Saturday, May 4, 2013

Psychiatric Facilities


I have never instigated any sort of violence. One time, a woman who looked high on hard drugs came up to me on the street and hit me in the chest as I was walking to Starbucks. I had to push her away several times as she continued to attempt to attack me. Eventually, she ran away. I reported her to the police, like a good citizen is supposed to. Other than that, I have never been in any kind of altercation.

I am a former mental patient, but I assure you that I have not and will not use any violence or weapons against a person in my life. In my times at the psychiatric facilities, I have been sexually victimized by other patients, mistreated by the staff who allowed male patients to roam into my room while I was sleeping, received numerous death threats from men, and I  had to resort to making phone calls to my patient's rights advocates and administration to report the ridiculous negligent attitudes of staff. Since I last was hospitalized about 3-4 years ago, the psychiatric facility has since been taken over by a private company, and many of the staff were replaced. Regardless, I have horrible memories of abuse and restraints, and I have no desire to ever be confined to a space where my safety rests in the hands of underpaid, unsympathetic staff.

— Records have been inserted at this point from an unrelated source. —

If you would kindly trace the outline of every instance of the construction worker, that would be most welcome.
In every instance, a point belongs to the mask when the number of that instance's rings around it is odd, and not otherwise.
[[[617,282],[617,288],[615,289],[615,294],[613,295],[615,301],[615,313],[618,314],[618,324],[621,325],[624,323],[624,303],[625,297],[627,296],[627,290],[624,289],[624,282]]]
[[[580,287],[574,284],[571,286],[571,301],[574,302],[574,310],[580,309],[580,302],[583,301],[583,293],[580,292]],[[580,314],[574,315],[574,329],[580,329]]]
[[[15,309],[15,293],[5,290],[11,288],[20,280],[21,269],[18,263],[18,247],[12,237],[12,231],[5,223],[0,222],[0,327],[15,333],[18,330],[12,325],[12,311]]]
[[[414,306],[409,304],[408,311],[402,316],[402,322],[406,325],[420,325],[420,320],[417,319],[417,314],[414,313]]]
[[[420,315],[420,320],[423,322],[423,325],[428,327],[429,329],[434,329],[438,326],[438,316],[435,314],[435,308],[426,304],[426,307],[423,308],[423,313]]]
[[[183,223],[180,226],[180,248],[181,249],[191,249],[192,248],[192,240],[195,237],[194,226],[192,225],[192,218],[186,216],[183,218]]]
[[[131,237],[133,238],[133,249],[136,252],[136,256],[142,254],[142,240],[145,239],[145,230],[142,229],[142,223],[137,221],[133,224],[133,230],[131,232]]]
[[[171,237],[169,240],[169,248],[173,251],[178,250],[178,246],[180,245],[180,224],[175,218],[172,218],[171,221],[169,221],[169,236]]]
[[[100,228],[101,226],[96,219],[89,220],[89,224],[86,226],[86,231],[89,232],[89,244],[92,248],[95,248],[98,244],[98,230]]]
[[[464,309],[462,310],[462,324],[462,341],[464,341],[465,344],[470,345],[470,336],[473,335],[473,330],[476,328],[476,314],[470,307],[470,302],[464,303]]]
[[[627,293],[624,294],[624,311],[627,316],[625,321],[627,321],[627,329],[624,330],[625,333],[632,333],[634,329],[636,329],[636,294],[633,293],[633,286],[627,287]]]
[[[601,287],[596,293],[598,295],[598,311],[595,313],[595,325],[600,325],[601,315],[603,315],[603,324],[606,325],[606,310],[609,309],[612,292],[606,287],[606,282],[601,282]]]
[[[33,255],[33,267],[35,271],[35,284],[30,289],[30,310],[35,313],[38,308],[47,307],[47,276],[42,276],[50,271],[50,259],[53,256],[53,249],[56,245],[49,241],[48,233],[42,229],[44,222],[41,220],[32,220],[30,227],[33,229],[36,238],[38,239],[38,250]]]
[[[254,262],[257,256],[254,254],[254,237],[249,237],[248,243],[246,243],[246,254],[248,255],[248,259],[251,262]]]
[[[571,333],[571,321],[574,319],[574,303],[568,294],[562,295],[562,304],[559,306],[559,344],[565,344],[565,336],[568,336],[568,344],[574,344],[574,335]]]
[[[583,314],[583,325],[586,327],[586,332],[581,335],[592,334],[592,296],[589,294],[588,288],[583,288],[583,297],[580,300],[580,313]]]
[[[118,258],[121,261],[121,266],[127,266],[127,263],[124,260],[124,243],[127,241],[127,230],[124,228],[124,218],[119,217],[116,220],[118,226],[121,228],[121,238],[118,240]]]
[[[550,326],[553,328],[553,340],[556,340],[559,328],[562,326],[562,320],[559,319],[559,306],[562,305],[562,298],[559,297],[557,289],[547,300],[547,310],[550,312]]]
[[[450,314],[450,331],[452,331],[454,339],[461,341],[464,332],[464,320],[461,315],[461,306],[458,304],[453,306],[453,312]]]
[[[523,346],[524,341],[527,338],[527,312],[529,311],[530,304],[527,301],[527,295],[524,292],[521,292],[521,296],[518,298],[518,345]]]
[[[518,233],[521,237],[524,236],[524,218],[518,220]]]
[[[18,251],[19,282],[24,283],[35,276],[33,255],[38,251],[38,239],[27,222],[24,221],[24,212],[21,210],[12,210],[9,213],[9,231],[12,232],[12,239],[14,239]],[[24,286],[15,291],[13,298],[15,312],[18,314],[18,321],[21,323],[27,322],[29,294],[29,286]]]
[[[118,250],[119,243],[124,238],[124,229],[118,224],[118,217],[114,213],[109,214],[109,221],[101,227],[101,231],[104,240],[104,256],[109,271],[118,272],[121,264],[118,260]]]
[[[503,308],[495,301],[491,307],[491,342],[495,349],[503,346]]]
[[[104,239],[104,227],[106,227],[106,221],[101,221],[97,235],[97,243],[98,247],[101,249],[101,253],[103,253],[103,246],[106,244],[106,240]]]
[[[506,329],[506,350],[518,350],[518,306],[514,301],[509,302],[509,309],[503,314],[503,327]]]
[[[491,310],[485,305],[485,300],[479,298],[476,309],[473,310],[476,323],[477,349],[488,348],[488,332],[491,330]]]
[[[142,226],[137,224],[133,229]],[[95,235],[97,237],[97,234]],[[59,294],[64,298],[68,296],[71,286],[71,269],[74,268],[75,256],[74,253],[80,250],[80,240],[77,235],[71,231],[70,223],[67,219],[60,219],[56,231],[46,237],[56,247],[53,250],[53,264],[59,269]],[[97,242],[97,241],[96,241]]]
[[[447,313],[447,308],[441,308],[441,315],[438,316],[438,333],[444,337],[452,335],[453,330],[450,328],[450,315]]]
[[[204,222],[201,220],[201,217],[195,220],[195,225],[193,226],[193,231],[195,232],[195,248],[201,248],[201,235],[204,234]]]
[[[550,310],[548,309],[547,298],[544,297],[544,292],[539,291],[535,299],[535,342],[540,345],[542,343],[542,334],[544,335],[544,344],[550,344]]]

The hospitals are a breeding ground for neglect. Unlike elderly homes, mental asylums are possibly more vulnerable to hidden abuse because it is expected that patients are delirious and imagining things that are not happening.

The psychological wounds I received from my schizo-affective disorder are nowhere near the sort of emotional injuries I received from the treatment of this illness. These are not hospitals but asylums and the patients are not patients so much as captives.

I usually get told my doctors that I am pretending to be better when in fact I am still too sick to leave the hospital. Of course I am!! Anywhere, ANYWHERE, is better than the hospital. One would expect constant monitoring of patient activity, but that is usually not the case except at medication dispensing time. Staff is fully aware that a 280 pound guy who wants into my room might be resistant to being told no, so they ignore him.

The safest I felt in the psychiatric hospital, to be totally frank, is when the murderers and rapists from the nearby prison were on our ward. Why?? Because the police came with them to make sure they didn't escape. There would be two guards sitting near their beds (which were always in the middle of the main TV room) at all times. During their stays, everybody else behaved, including the visiting criminals. Ironic, right?

A lot of times, some of the patients would be in the hospital because they made murder threats and were put on a "threat to others" hold. Between jail and the mental hospital, the volatile people feigned mental illness to avoid a cell. Other times, the patients would be in the hospital after mixing alcohol with meth or cocaine. These drugs can look like violent psychosis and the cops were just as likely to stick them in the wards with genuine mentally ill people than put them in jail or into rehab.

You know those stories about how prisons are the new mental hospital? I am not sure I believe that. Personality disordered people are quick to figure out who gets cool mind-altering drugs, time in co-ed hospitals versus jail cells, and a quick release. They fake illness. I know there are criminals who are genuinely mentally ill, but trust me, 90% of homeless people are genuinely mentally ill and at least 50% of criminally insane people are faking their insanity. If you really want to see a cluster of mentally ill people go to your local homeless shelter. That's where they are. Not in jail cells. People like John Hinkley are exceptions, not the rule.